Hi all!
At the hackathon in DC, I have been discussing options for caching Wikidata content with a few people, primarily RobLa and Ryan Lane. Here's a quick overview of the problem, and what I took away from the conversation.
So, what we need is this:
* Wikidata objects are multi-lingual * Wikidata generates language specific views of the data objects ("items" and other "entities") as HTML. * To provide good response times, we need to cache that generated HTML on some level, but that cache needs to be specific to (i.e. varying on) the user's language. * anonymous users must have a way to set their preferred language, so they are able to read pages on wikidata in their native language.
Now, there are (at least) two levels of caching to be considered:
* the parser cache, containing the HTML for every page's content. This cache uses keys based on the ParserOptions, which includes a field for specifying the language. However, currently only a "canonical" version of the rendered page is cached, disregarding the user language.
* the squid cache, containing full HTML pages for each URL. Currently, our squid setup doesn't support language versions of the same page; it does however support multiple versions of the same page in general - a mechanism that is already in use for caching different output for different mobile devices.
For each cache, we have to decide whether we want to split the cache by language, or not use that cache for wikidata. After some discussion with RobLa and Ryan, we came to the following conclusion:
* We will not use the parser cache for data pages (normal wikitext pages on the wikidata site, e.g. talk pages, will use it). The reasons are: a) memory for the parser cache is relatively scarce, multiplying the number of cached objects by the number of languages (dozens, if not hundreds) is not a good idea. b) generating HTML from Wikidata objects (which are JSON-like array structures) is much quicker than generating HTML from wikitext c) Wikidata will have relatively view direct page view, it will mainly be used via Wikipedia pages or the API.
Splitting the parser cache by language may be desired in the future, depending on what caching mechanisms will be available for the parser cache, and how expensive HTML generation actually is. We agreed however that this could be left for later and only needs to be addressed in case of actual performance problems.
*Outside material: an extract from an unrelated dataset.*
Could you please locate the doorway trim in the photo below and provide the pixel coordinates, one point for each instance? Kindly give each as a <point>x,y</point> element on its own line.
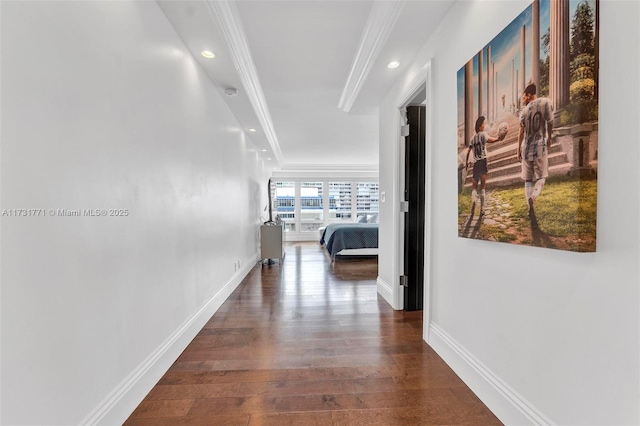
<point>422,81</point>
* We will split the squid cache by language, using a cookie that specifies the user's language preference (for both logged in users and anons). The same URL is used for all language versions of the page (this keeps purging simple). The reasons are: a) bypassing caching completely would open us up to DDoS attacks, or even unintentional DoS by spiders, etc. b) the amount of pages in the cache need not be large, only a small subset will be actively viewed. c) squid memory is relatively plenty, the experience with splitting the cache by mobile device shows that this is feasible.
Note that logged in users currently bypass the squid cache. This may change in the future, but the above scheme is oblivious to this: it will cache based on the language cookie. Looking more closely, there is four cases to consider:
* anonymous with language cookie: vary cache on the language in the cookie, keep URL unchanged * logged in with language cookie: once squid cache is implemented for logged in users, vary cache on the language in the cookie, keep URL unchanged. Until then, bypass the cache. * anonymous with no cookie set (first access, or the user agent doesn't support cookies): this should use the primary content language (english). Squids could also detect the user language somehow, set the cookie, and only then pass the request to the app server - this would be nice, but puts app logic into the squids. Can be added later if desired, MediaWiki is oblivious to this. * logged in with no cookie: skip cache. the response will depend on the user's language preference stored in the database, caching it without the language cookie to vary on would poison the cache. We could try to come up with a scheme to mitigate the overhead this generates, but that only becomes relevant once squid layer caching is supported for logged in users at all.
So, that's it: no parser cache, split squid cache, use cookie smartly.
What do you think? Does that sound good to you?